We seek motivated, creative and bright individuals, to work at the Framingham Heart Study. The FHS, has a wealth of genetic and OMICs data including whole genome sequence data, transcriptomes (microarray and RNA-seq), methylome, lipidome, metabolome, microbiome and proteome. Additionally, the Johnson Lab has led the collection of the largest global samples to date on platelet function and platelet reactivity, both within FHS and other cohort samples. Relevant future research project areas for Fellows include the genetics of platelet function, pharmacogenetics of anti-platelet therapy, integration of platelet transcriptome and other OMICS data with cardiovascular risk and platelet function data, risk prediction of cardiovascular disease based on platelet biomarkers, and the relationship between platelet biomarkers and clinical bleeding history. Additional epidemiological questions relate to how platelets change in aging, ethnic differences in platelet function, the influence of platelet function on cancer risk, and the role of physical activity, dietary intake and other environmental factors on platelet function.

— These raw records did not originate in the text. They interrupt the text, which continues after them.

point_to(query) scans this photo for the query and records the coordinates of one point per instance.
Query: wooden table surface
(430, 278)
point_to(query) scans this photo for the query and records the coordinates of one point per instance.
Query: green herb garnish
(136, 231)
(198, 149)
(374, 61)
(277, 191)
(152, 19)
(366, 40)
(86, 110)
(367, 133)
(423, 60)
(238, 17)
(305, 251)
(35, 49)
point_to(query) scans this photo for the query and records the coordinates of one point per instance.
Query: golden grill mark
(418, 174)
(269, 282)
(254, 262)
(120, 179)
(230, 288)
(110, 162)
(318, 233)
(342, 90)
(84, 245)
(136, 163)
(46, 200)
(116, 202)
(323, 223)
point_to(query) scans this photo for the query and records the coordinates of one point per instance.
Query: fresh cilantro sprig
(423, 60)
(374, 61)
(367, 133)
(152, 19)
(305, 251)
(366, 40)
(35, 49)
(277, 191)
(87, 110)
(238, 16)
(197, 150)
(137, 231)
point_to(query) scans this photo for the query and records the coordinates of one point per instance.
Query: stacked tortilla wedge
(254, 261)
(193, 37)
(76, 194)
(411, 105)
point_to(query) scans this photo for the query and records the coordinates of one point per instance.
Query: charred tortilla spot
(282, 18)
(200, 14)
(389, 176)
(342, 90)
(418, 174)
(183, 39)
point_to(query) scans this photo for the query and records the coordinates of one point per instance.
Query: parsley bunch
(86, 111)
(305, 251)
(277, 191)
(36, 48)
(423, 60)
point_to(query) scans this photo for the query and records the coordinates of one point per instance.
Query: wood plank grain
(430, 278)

We collaborate widely with several Domestic and International Consortia in the area of Hematology (cell counts), Hemostasis (clotting factors), and cardiovascular risk (MI, stroke, VTE). We are co-leading genetic projects on platelet counts in ~1.2 million individuals in sample size to generate new target genes controlling platelet biogenesis and decay. We partner with stem cell collaborators, zebrafish and mouse geneticists for functional studies to follow up human platelet genetic discoveries.
The successful candidate will be offered a competitive salary commensurate with experience and qualifications. The initial appointment will be for a minimum of 2 years, with appointment renewals in 1-year increments. The post-doc must be a US citizen, resident alien, or nonresident alien who obtains a valid employment visa.